Throughout our interview, Norton continually mentions his good fortune. Is gratitude something he practises, I wonder? ‘I wish I was able to tell you that I sit every morning and meditate over a gratitude mantra, which is just not true,’ he laughs. ‘I walk in, I drink coffee and I read the paper. It’s not cultivated from anything other than I just feel lucky.’ He’s been acting from as early as he can remember, he explains, when he played Joseph in the school nativity and did youth theatre in the school holidays. ‘To be able to do my hobby all the time, and to have this company and to build these projects, you know, I have been lucky.’
At this stage in his career, Norton has proved he can play against type. Even so, he speaks with a note of trepidation about the future. ‘There is a fear, sometimes, when you do these very seminal jobs in your life, the punctuation marks – Happy Valley is one, A Little Life is one – when you finish them, you think, “Oh, God, is that it?
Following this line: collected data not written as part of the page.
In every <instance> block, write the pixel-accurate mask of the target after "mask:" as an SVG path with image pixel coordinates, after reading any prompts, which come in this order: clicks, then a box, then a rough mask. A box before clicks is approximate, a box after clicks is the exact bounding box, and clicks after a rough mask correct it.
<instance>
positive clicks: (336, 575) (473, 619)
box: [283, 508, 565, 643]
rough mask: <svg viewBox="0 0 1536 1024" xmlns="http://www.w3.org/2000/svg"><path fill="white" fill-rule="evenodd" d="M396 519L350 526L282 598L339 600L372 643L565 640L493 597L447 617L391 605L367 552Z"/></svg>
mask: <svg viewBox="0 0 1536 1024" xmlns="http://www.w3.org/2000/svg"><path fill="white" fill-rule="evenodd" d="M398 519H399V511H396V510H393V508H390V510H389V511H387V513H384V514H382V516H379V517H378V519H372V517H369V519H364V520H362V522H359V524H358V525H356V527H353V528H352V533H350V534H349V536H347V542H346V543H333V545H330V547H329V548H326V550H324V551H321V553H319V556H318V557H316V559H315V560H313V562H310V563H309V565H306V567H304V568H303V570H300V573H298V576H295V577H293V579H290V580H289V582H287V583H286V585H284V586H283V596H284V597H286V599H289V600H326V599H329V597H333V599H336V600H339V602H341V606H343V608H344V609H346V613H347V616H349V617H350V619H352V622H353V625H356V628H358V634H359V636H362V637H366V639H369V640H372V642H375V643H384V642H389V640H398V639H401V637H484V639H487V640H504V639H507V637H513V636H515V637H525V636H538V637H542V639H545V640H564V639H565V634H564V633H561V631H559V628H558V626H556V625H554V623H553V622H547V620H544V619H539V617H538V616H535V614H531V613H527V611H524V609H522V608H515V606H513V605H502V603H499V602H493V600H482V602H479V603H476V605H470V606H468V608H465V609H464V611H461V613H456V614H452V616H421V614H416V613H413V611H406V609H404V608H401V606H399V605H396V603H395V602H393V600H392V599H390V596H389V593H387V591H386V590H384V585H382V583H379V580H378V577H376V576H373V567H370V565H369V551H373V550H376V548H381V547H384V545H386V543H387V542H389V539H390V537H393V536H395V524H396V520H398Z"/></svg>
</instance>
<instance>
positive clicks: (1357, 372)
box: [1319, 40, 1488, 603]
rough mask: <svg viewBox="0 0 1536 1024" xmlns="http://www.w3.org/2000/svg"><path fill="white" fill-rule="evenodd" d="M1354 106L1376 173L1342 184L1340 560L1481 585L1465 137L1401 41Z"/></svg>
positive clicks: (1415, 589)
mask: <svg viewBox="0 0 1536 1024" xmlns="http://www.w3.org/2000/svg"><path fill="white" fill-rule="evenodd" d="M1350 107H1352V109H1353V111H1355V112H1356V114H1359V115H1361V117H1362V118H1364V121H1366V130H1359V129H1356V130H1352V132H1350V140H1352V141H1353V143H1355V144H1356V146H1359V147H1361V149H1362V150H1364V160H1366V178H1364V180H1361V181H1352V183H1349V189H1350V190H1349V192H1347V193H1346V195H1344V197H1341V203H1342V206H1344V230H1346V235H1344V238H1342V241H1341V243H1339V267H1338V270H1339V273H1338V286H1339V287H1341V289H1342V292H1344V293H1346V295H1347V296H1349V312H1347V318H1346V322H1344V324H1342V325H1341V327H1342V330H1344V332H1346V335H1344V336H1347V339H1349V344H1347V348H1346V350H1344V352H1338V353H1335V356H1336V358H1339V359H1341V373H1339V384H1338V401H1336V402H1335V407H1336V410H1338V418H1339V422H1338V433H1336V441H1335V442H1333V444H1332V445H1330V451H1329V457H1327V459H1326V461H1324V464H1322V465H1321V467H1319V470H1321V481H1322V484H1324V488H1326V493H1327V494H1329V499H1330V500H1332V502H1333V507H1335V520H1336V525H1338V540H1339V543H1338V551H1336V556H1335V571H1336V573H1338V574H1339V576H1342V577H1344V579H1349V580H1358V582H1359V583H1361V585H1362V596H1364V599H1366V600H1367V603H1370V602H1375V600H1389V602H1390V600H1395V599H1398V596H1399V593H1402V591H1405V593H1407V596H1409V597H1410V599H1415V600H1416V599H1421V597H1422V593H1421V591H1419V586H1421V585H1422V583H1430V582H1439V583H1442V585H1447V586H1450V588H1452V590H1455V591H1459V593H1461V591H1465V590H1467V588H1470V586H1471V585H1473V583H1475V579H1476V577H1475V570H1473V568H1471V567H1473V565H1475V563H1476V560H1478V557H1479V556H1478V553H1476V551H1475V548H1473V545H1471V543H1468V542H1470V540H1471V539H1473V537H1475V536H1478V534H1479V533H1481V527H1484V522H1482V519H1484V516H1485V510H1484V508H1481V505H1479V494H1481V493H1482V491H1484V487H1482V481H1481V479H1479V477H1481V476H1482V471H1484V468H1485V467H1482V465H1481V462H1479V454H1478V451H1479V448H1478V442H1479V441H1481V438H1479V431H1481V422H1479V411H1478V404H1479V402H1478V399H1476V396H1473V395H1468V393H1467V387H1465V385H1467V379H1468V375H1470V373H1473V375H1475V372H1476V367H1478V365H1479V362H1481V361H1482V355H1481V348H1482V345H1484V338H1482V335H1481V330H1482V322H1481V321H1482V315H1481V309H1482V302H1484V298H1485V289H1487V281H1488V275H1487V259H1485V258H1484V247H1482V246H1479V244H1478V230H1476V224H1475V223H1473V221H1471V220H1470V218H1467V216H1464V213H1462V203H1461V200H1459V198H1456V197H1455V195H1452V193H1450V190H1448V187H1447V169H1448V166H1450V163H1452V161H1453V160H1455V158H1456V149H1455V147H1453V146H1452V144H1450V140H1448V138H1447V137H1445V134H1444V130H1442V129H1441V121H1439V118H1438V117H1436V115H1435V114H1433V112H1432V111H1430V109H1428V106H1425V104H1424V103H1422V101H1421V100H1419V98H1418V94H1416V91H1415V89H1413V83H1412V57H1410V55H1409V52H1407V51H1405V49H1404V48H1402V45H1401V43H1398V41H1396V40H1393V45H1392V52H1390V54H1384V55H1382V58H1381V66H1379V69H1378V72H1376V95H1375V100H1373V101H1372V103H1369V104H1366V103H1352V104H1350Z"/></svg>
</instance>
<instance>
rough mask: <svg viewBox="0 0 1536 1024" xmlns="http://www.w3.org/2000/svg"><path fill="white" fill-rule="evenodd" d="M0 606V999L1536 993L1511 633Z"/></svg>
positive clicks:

Am I going to have another Tommy, or am I going to have another challenge, like Jude Saint Francis?” And then something comes along and a whole new challenge is...’ He drifts off, looking contemplative. ‘That’s the beauty of my job; there is no monotony. Every turn is a potential new challenge.’
Playing Nice will begin airing from Sunday 5 January 2025 at 9pm on ITV1 and ITVX. Episodes will air every Sunday and Monday thereafter.